Ist der HNCA-Deal für Cargolux der Schlüssel zu den asiatischen Märkten? Oder der Anfang vom Ende? Weder die Lobpreisungen noch die harschen Vorwürfe können überzeugen.

Als Ende des 15. Jahrhunderts Christoph Kolumbus den Plan verfolgte, einen neuen Seeweg für den lukrativen Asienhandel zu suchen, traf er nicht auf ungeteilte Unterstützung für sein Vorhaben. Manche Kritiker hielten ihm entgegen, die Erde sei eine Scheibe, andere warfen ihm vor, die Distanz bis nach Asien in westlicher Richtung zu unterschätzen – womit sie Recht behielten. Dennoch wurde Kolumbus` Expedition – zumindest aus westlicher Sicht – zu einer der größten success stories der Weltgeschichte.

Erfolg im Asienhandel erhoffen sich auch die Befürworter des China-Deals der Luftfracht-Firma Cargolux. Seit 2009 sucht der Luxemburger Staat nach einem neuen Teilhaber. Nach dem Scheitern der Partnerschaft mit Qatar Airways versucht man es nun mit HNCA, der Entwicklungsgesellschaft für den chinesischen Flughafen Zhengzhou (woxx 1246). Dass aus Ostasien große Warenströme nach Europa fließen, ist kein Geheimnis, und ein Teil dieser Menge wird in Frachtflugzeugen transportiert. Ob aber die Provinz Henan, Eigentümerin von HNCA, es schafft, ihre Hauptstadt Zhengzhou zu einem neuen Drehkreuz des Frachtflugverkehrs zu machen, ist unsicher.
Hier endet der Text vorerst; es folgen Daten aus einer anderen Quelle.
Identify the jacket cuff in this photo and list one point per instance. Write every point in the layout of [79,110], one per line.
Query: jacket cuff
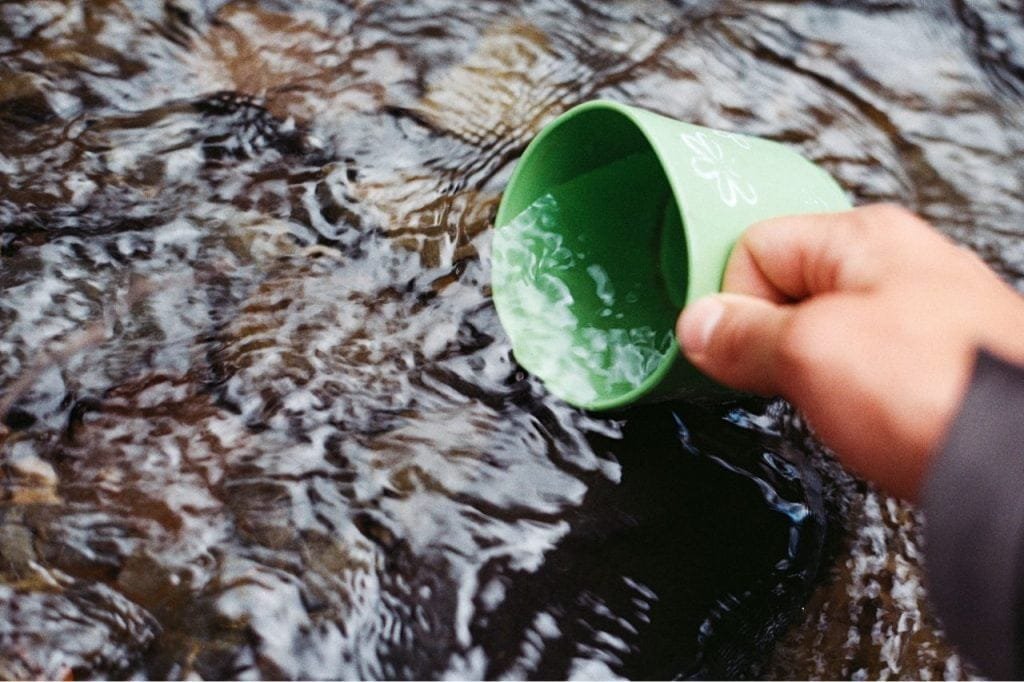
[973,501]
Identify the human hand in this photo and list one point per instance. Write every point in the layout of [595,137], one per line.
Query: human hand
[867,322]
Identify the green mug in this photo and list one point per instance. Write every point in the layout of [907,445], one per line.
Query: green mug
[613,220]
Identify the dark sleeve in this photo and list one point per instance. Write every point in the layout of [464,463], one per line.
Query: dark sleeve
[974,521]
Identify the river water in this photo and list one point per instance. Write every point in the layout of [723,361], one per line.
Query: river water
[259,418]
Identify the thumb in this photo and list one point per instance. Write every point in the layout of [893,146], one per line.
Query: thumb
[734,340]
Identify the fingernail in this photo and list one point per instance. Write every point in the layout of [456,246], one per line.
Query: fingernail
[699,321]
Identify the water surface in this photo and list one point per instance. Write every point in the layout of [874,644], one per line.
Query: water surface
[260,419]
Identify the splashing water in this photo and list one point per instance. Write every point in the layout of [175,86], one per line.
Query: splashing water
[259,418]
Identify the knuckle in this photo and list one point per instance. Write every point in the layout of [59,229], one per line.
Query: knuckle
[803,349]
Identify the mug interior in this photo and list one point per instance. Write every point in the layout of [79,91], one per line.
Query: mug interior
[591,260]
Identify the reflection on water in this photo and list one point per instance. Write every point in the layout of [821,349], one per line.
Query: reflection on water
[259,418]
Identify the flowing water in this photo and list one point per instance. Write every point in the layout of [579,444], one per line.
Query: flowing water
[259,418]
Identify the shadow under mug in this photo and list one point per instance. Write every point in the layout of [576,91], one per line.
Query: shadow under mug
[613,220]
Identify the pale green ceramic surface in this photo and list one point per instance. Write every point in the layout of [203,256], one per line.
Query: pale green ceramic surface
[710,186]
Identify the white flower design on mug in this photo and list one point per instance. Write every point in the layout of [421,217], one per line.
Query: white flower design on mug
[712,164]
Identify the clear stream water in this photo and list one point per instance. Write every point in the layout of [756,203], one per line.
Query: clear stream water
[259,418]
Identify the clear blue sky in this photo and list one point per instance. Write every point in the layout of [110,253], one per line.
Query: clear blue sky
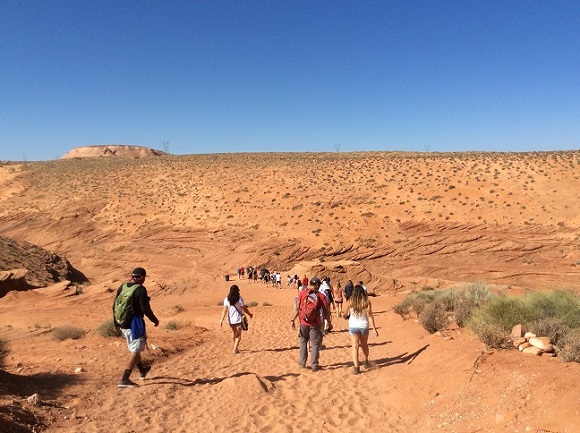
[260,76]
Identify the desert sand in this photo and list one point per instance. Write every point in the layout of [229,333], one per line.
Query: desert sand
[396,221]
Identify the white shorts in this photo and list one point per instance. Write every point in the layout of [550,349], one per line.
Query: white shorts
[134,345]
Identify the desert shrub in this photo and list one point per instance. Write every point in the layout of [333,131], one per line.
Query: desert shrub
[570,351]
[62,333]
[107,329]
[476,293]
[501,311]
[561,304]
[403,309]
[461,301]
[463,310]
[172,325]
[433,317]
[419,300]
[469,298]
[177,309]
[4,350]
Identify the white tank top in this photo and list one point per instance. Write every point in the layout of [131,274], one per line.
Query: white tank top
[358,320]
Für einen Erfolg der China-Strategie von Cargolux spricht, dass die Zentralregierung in Peking den Strukturwandel der inneren Provinzen unterstützt und Premierminister Li Keqiang früher Gouverneur von Henan war. Außerdem ist China ein schnell wachsender Markt für westliche Produkte, so dass idealerweise die Cargolux-Boeings in beiden Richtungen mit gut gefülltem Frachtraum fliegen könnten. Allein die Provinz Henan hat 100 Millionen EinwohnerInnen, denen man die hoch im Kurs stehenden westlichen Waren verkaufen kann, so die Befürworter der China-Strategie.

Ob die Rechnung aufgeht, hängt davon ab, wie viele dieser potenziellen KundInnen wirklich zahlungskräftig sind – in Henan dürfte der Anteil der unteren Mittelschicht unter zehn Prozent liegen, einen regelmäßigen Konsum von Luxusgütern kann sich nur eine kleine Minderheit leisten. Unsicher sind auch die künftigen sozialen und politischen Entwicklungen im Reich der Mitte, im Guten wie im Schlechten.

Eine weitere Unsicherkeit, die von den Kritikern des HNCA-Deals im Management und bei den Gewerkschaften angeführt wird, betrifft den rechtlichen Rahmen des Abkommens. Unklar ist, welche Konsequenzen das haben könnte: Mit chinesischen Partnern kann man grundsätzlich immer Arrangements finden – vorausgesetzt, der Begriff Partnerschaft wird von beiden Seiten ernstgenommen und gepflegt. Dass die Zusammenarbeit – insbesondere der Aufbau eines Frachtzentrums in Zhengzhou – kurzfristig dazu führt, dass HNCA das Cargolux-Know-how abschaut und dann dem Partner Konkurrenz macht, ist unwahrscheinlich. Längerfristig dürften allerdings sämtliche chinesischen Fluggesellschaften – mit oder ohne Cargolux – zu ernstzunehmenden Konkurrenten auf dem Weltmarkt werden.

Captain Henri?

Das ausschlaggebende Argument für den HNCA-Deal war, dass andere potenzielle Partner noch weniger attraktiv waren und es wohl nur eine Alternative gab: Die Fluggesellschaft unter weitgehend staatlicher Kontrolle zu belassen. Diese Option wird allerdings nicht von den Kritikern innerhalb des Cargolux-Managements befürwortet, sondern nur von linken Akteuren wie dem OGBL oder Déi Lénk – die dem chinesischen Staatskapitalismus offenbar misstrauen. Doch selbst Anhänger einer Verstaatlichung lokaler Energie- und Transportunternehmen finden es nicht unbedingt sinnvoll, einen weltweit aktiven Global Player unter großherzogliche Aufsicht zu stellen.

Alles in allem erscheint die Partnerschaft mit HNCA als eine etwas risikobehaftete Lösung für die Weiterentwicklung von Cargolux, die durchaus Potenzial hat, zur Erfolgsgeschichte zu werden. Freilich wenn, und nur wenn, die politisch Verantwortlichen es schaffen, die Konflikte im Management der Firma zu entschärfen. Denn Kolumbus` Expedition war nicht nur erfolgreich, weil die Erde rund ist – er schaffte es auch, Offiziere und Mannschaften seiner Schiffe von den Erfolgschancen zu überzeugen.